In recent years, a financial product called the exchange traded fund or ETF has become widely popular. This has vastly expanded the individual investor’s set of available investment options. We will discuss this product on the next page.

Exchange Traded Funds

The exchange traded fund has been around for a while, but its popularity has risen dramatically in recent years and has contributed to growth in passive investing. Investing can be classified as passive or active based on the way that investment decisions are made.

  1. Active - choosing and picking companies that one thinks will outperform the general market. It also involves more frequent trading as investment theses change with market conditions. The cost of this effort and analysis is reflected in management fees which erode returns, but can be worth it if the manager is skilled.
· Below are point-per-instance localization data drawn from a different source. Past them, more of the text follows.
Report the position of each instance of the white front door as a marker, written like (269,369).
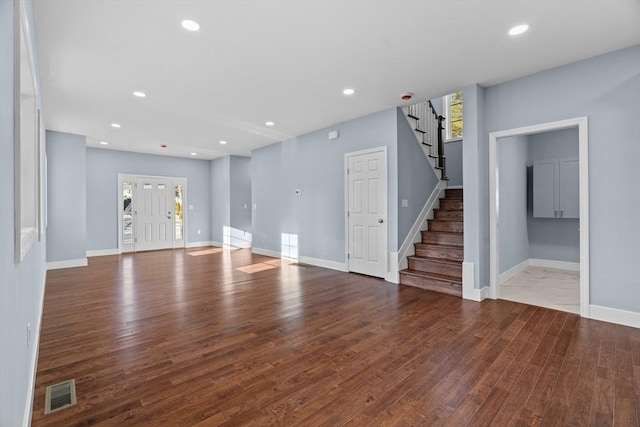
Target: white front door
(367,212)
(154,214)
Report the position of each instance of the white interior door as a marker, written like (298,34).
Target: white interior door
(367,213)
(154,214)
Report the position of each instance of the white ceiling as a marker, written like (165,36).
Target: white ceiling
(288,61)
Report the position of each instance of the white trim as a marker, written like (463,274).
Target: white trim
(516,269)
(583,142)
(614,315)
(393,275)
(103,252)
(265,252)
(382,149)
(558,265)
(28,410)
(55,265)
(201,244)
(332,265)
(469,291)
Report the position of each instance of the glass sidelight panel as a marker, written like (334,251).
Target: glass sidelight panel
(127,217)
(179,212)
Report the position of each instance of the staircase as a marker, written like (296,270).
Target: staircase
(437,263)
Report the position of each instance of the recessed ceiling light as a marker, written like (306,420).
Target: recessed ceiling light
(518,29)
(190,25)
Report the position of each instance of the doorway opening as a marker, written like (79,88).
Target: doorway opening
(557,200)
(151,212)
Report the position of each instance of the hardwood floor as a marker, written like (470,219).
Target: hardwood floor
(215,337)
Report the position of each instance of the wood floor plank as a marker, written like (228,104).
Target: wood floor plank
(214,337)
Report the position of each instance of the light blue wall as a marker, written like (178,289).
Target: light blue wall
(550,238)
(220,198)
(67,197)
(103,167)
(315,165)
(607,90)
(21,285)
(240,198)
(513,155)
(475,157)
(416,179)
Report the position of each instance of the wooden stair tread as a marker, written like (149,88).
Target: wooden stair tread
(437,260)
(437,276)
(438,245)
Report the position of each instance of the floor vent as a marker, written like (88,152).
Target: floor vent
(60,396)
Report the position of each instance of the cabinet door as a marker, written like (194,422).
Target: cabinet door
(545,193)
(569,188)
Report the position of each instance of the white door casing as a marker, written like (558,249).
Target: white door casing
(367,212)
(494,212)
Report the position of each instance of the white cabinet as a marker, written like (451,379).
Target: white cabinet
(556,188)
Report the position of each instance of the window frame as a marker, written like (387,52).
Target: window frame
(446,108)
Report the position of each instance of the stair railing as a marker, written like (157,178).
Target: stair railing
(430,125)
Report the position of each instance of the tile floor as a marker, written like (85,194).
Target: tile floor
(544,287)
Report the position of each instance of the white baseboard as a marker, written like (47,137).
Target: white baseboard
(613,315)
(55,265)
(560,265)
(332,265)
(201,244)
(469,290)
(265,252)
(103,252)
(393,275)
(518,268)
(241,245)
(28,410)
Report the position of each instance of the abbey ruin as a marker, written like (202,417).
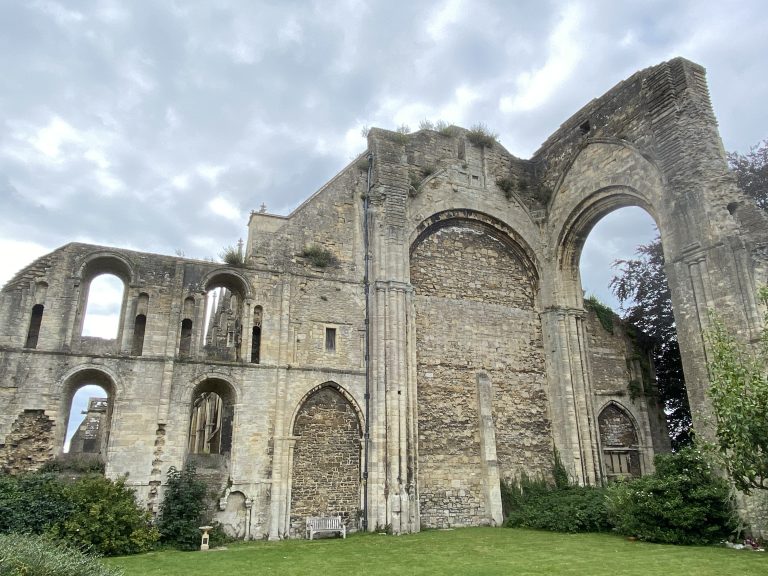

  2. Passive - buying and holding for the long term. This involves less frequent trading, and with the recent popularity of ETFs, it becomes easier to buy buckets of companies with a focus on certain sectors, or even entire indices, reflecting the performance of the entire market. This is often done with a view that it is hard to pick companies and outperform the stock market, so another way to save costs is to minimize fees spent on portfolio managers who might not deliver results.

Because of the way an ETF works, it offers diversified investment options with low fees to individual investors and even fund managers, where as decades earlier, one would be limited to mutual funds. ETFs can have themes that range from a broad focus to ones that are more specific like solar energy ETFs, cloud technology ETFs, social media ETFs, etc. The popularity of ETFs has raised doubt on whether it has become overdone, but few would dispute that it is a useful innovation for the average investor.


Investors come in all shapes and sizes. The strategies they deploy may be vanilla buy and hold, or esoteric with derivatives leverage and hedging, but at the end of the day, their actions combined make the market a more efficient in pricing the true value of assets. The landscape is always changing, and dominant trends in this decade like the rise of ETFs might not be so dominant in the next.